Geschichten über Joanna Connor gibt es zahllose, sicherlich weit mehr als der breiten Öffentlichkeit bekannt sind. Die Amerikanerin hat schon mit vielen Blues-Legenden gespielt und u. a. Luther Allison über viele Jahre auf seinen Tourneen begleitet. Connors größte Stärke neben ihrem Gesang: ein leidenschaftliches und geradezu urwüchsiges Slide-Spiel, das ihr eine glänzende Reputation beschert hat, speziell auch in der Musiker- und Blues-Szene in und um Chicago.

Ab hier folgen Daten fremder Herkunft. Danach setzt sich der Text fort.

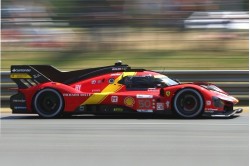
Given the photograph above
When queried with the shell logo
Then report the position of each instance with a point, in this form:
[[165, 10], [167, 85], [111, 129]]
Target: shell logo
[[129, 101]]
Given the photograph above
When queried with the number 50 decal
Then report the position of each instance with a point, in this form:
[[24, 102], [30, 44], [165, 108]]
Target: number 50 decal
[[144, 103]]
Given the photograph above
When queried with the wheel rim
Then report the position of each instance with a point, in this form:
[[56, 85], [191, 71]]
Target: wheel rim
[[48, 103], [188, 103]]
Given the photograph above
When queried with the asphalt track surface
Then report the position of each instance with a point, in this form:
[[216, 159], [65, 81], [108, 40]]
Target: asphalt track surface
[[26, 140]]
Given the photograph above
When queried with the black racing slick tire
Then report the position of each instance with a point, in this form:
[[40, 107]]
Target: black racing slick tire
[[48, 103], [188, 103]]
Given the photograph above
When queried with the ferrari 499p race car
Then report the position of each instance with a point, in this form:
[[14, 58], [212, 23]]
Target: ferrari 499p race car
[[44, 90]]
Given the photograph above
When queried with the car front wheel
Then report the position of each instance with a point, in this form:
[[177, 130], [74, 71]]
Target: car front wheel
[[48, 103], [188, 103]]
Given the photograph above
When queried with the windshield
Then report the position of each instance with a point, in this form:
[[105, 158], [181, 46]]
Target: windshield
[[166, 80]]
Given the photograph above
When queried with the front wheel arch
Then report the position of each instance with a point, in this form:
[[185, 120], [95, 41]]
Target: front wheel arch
[[56, 101], [193, 95]]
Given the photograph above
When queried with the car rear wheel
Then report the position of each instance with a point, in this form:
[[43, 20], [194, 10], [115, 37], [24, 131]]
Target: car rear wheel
[[48, 103], [188, 103]]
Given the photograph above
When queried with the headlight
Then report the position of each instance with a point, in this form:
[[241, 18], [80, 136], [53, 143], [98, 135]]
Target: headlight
[[217, 102]]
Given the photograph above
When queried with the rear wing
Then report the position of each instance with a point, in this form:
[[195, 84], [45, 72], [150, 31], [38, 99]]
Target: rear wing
[[26, 76]]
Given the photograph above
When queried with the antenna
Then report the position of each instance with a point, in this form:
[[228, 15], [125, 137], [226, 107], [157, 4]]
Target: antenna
[[118, 63]]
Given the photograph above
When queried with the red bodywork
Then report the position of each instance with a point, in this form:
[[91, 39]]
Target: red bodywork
[[107, 90]]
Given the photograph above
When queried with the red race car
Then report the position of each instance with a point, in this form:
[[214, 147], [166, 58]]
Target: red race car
[[44, 90]]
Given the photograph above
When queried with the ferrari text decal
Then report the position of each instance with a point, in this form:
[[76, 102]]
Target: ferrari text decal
[[114, 99], [77, 94], [168, 93], [144, 96]]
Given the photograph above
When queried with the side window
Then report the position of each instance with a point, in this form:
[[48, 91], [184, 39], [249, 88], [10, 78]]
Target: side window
[[138, 82]]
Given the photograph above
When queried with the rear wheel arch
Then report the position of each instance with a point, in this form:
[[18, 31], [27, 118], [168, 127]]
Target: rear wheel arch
[[50, 95], [193, 92]]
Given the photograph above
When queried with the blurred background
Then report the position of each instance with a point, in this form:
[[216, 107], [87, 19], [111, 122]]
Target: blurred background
[[159, 34]]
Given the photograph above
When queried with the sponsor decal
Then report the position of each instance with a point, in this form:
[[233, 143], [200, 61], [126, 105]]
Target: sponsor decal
[[111, 80], [81, 108], [168, 93], [129, 101], [37, 75], [160, 106], [211, 109], [208, 102], [96, 90], [20, 75], [118, 68], [144, 103], [78, 87], [167, 104], [21, 70], [144, 96], [20, 108], [118, 109], [77, 94], [148, 111], [115, 74], [18, 101], [111, 88], [114, 99]]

Vor einigen Jahren ist Superstar Joe Bonamassa auf die heute 58-Jährige aufmerksam geworden und hat sie nun für sein neu gegründetes Independent-Blues-Label ‚Keeping The Blues Alive‘ verpflichtet. Das erste Produkt dieser aufsehenerregenden Kooperation ist das Album ‚4801 South Indiana Avenue‘, bei dem Bonamassa nicht nur fortan die wirtschaftlichen Fäden im Auge behält, sondern auch gleich selbst Hand angelegt hat. Das wiederum hat nicht nur künstlerische Vorteile, sondern beschert Connor natürlich auch eine weitaus größere Aufmerksamkeit als bei ihren bisherigen zwölf Soloalben.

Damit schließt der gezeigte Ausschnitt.